Benefits of the proposed extensions

  1. B1. Validation of component invocations. Given the component signature it is easy to validate that an invocation assigns values to all the required inputs. Such validations would easily catch errors such as missing input, variable name typos, and can also be extended to type checking of the values.
  2. B2. Component-level dependence graph. Explicit characterization of inputs/outputs of a component via its signature and the assignment of values to inputs on component invocations establish precise dependencies at the component level.
  3. B3. One dependence system. With the component level dependences characterized via the same constructs (attributes, get_attr()) used for resource level dependences, Heat can construct and maintain a single dependence system and use it to orchestrate resource and component creation.
  4. B4. Separation of concerns. Heat defines only the semantics that component invocations start only after all its inputs are available. It will leave to the component provider (CM tool) how the component invocations are handled (read/write of inputs/outputs) and executed. The component provider would exploit the component signature to derive the names of the inputs and outputs and read it from Heat metadata service.

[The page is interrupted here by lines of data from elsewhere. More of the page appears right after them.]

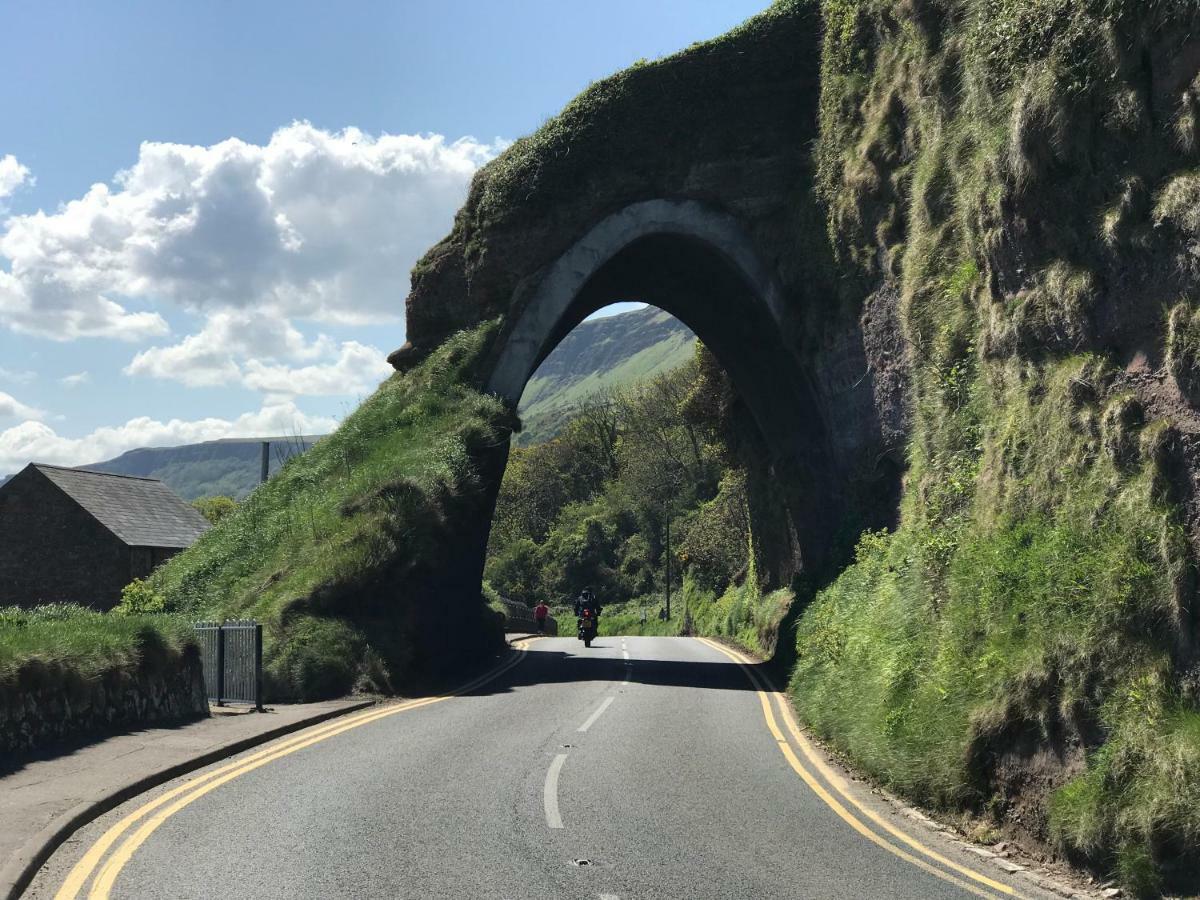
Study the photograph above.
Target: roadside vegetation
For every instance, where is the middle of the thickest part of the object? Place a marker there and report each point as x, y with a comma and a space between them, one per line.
591, 508
215, 508
331, 553
1036, 601
58, 642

  5. B5. Flexible implementation choices. Heat engine is free to use any mechanism to determine when a component invocation's inputs are available and hence can be started, and also get notified when their execution completes. For example, an initial implementation could use the wait-conditions and signals for this. The important thing is this mechanism is not exposed to the template user -- the template user only knows about and relies on the guarantee that a component invocation will start only after its inputs are available.